The National Cancer Center in Tokyo has unveiled a new weapon to treat cancers long considered unbeatable: neutrons that attack cancer cells only.
NCC says it hopes to launch clinical trials for the new radiation therapy, called Boron Neutron Capture Therapy (BNCT), by next March.
BNCT is a next-generation radiotherapy that is believed to be less invasive and easier to endure for cancer patients. It is administered in two steps. First, a patient is injected with drug compounds containing boron-10, which is known to accumulate in cancer cells. Next, low-energy neutrons are irradiated onto cancerous parts of the patient’s body. When neutron beams hit boron, it causes a nuclear reaction, decays into alpha particles and lithium-7 nuclei, and kills cancer cells in the process.
The alpha particles and lithium-7 nuclei travel such short distances — 9 microns and 4 microns, respectively — so they don’t destroy healthy cells around cancers.
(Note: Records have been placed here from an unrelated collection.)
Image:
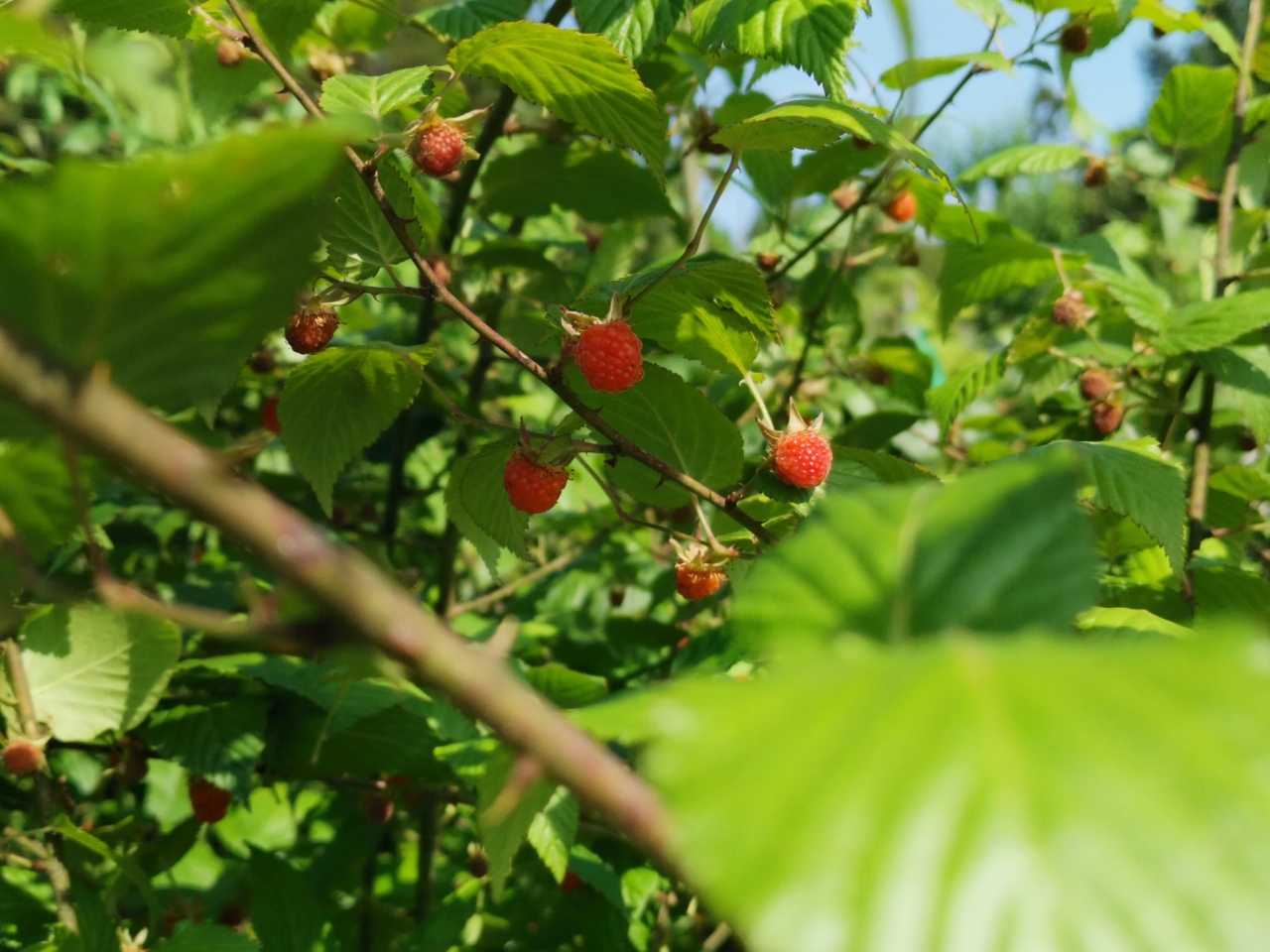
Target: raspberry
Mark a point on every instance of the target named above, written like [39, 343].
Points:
[902, 207]
[312, 329]
[803, 458]
[695, 584]
[439, 149]
[608, 357]
[209, 801]
[532, 486]
[1107, 416]
[270, 416]
[23, 758]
BNCT is hoped to save people with cancers long considered hard or impossible to treat, including brain tumors and malignant melanoma, known as the most aggressive and life-threatening type of skin cancer.
While the idea of using neutrons for cancer therapy was originally conceived decades ago in the U.S., researchers in Japan have pushed it further and now lead the world in this field, NCC officials said at a news conference last month.
The center’s approach is unique in that it will use the “lithium target” system — a device to create neutrons by making lithium collide with protons created by a 4-meter-long, tubular machine called an accelerator.
Tokyo-based Cancer Intelligence Care Systems, headed by neurosurgeon Yoshio Imahori, developed the lithium-target system, while AccSys Technology, a U.S.-based subsidiary of electronics giant Hitachi, came up with the accelerator.
The ¥3 billion system will solve issues faced by other medical projects in Japan, NCC officials said.
“Japan has conducted BNCT research since 1968, but its clinical application was limited, because the only source of neutrons was nuclear reactors,” Dr. Jun Itami, chief of the radiation oncology department at NCC, explained at the press preview of the system in March.
Several hospitals in Japan experimented with the technology between 1998 and 2008, using the Kyoto University Research Reactor (KURR) in Osaka Prefecture and Japan Atomic Energy Agency’s JRR-4 reactor in Tokai, Ibaraki Prefecture. But both reactors were shut down for safety checks in the wake of the March 2011 triple-meltdown at the Fukushima No. 1 power plant. JAEA applied to the Nuclear Regulation Authority in December to dismantle the 50-year-old JRR-4.
“Nuclear reactors are not medical facilities. Plus, there are safety issues involved (in using nuclear fuels for clinical purposes),” Itami added.
The accelerator-based system, which is far more compact than a nuclear reactor, can be set up inside hospitals and requires no nuclear fuel to run. Use of lithium has improved the concept further, as it produces low-energy neutrons, which are less harmful to humans, NCC doctors said.
Researchers cite the less-invasive nature of the therapy, compared with chemotherapy, surgery or other types of radiotherapy, as its biggest strength. Patients need to get irradiated just once, which takes only about an hour.
Because it’s still a nascent technology, patient data for BNCT are limited. But findings so far have been encouraging.
A 2012 paper published in the Radiation Oncology journal, authored by Rolf F. Barth of Ohio State University and others, examined various clinical trials in Japan, Europe, Argentina and Taiwan. In one trial, conducted by Japanese researchers between 2001 and 2007, BNCT was found effective for 22 of the 26 patients with recurrent head and neck cancers, for whom there were no other treatment options.
The therapy at NCC, however, still has numerous hurdles to clear before it becomes available to the public.
First, it will take years for the researchers to get government approval, as both the equipment and drugs used need to be OK’d. The regulatory bar for the treatment will also be higher than normal as researchers are aiming to get it approved for everyone who succeeds in having boron-10 accumulate in their cancer cells, and thus not limiting its application to specific organs.
The cost of the treatment for patients is unknown at this point. Patients who will participate in the center’s clinical trials will not be charged, but it’s not clear whether the treatment, if approved, will be covered by the public health insurance system.
The therapy also cannot be used for cancers that are far away from the surface of the skin.
Still, researchers remain hopeful that it will prove popular, not just in Japan but overseas as well.
“We hope that the BNTC system — including the equipment, boron compounds and the PET scan that shows where boron accumulates in the body — can eventually be marketed overseas as a Made-in-Japan technology,” said Dr. Yasuaki Arai, director of the NCC hospital.